Some orthodox historians--most notably Paul Preston, but also Hugh Thomas--have for many years advanced the apparently commonsensical view that communism in Spain furnished discipline, organization, and weaponry, the preconditions for a successful wartime strategy. In this view, dissension in the anti-Franco ranks and at the rear was at best a distraction, one that belonged in the province of disaffected intellectuals. Over the years, however, these disaffected intellectuals, especially Victor Alba and Stephen Schwartz, have accumulated a body of evidence and argument that points in a diametrically opposite direction. Stalin and his surrogates, by fighting harder against the enemy within--principally the Catalan left opposition--than against Franco, put their own interests ahead of the survival of democracy, and exhibited the tendencies that were to become explicit in the Hitler-Stalin treaty that followed the eclipse of Spanish resistance.

I looked first in this volume at the documents about events familiar to me. There´s no room for doubt about the event Orwell described in Homage to Catalonia, the attempted Communist coup against the Republican government in Barcelona in May 1937. Far from being a spontaneous reaction to disorder, it was a carefully choreographed attempt to provoke a crisis and then take advantage of it. It is weirdly fascinating to read the letters sent from Spain to the desk of Marshal Voroshilov in Moscow, coldly analyzing the obstacles to a successful putsch. (There seems a high probability that this is the deadly prose of André Marty, the French Comintern agent whose reptilian character was caught by Ernest Hemingway in For Whom the Bell Tolls.)

A succeeding document would have interested Orwell very much if he had lived to see it. Regretting the failure of the party´s initial plan, the author of the document tells Moscow of the need for a show trial of the Trotskyists and other subversive elements, along the lines of the macabre charade already enacted in the Soviet Union. (From Soviet secret police documents published by Alba and Schwartz, we already know that potential defendants before such a tribunal included Orwell and his wife.) There are moments when documents seem to speak aloud: I am still reeling from this one.

The survivors of the International Brigades publish a journal that presumably will have to review this volume; it will be interesting to see how they confront the frigid cynicism of the archive. It is clear that the brave volunteers were repeatedly and systematically manipulated, and their reputation exploited, by a nexus of commissars whose names very often turn up in the later Stalinization of Eastern Europe. Yet, perhaps paradoxically, this book is not just another rebuke to misguided idealism. It shows that Spanish democracy was vital and vivid enough to resist the false friend in Moscow, to continue fighting Hitler´s and Mussolini´s mercenaries at the same time, and ultimately to outlive both communism and fascism.

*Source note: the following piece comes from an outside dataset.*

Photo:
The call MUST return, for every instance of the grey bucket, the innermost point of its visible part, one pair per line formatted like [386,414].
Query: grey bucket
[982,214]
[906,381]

Some defeats are exemplary as well as moving, and the murder of the Spanish Republic is indubitably preeminent among them.

Christopher Hitichens is a columnist for Vanity Fair and the Nation. He contributed the introduction to the new British edition of Orwell in Spain (2001), and is the author most recently of Unacknowledged Legislation: Writers in the Public Sphere (2001) and The Trial of Henry Kissinger (2001).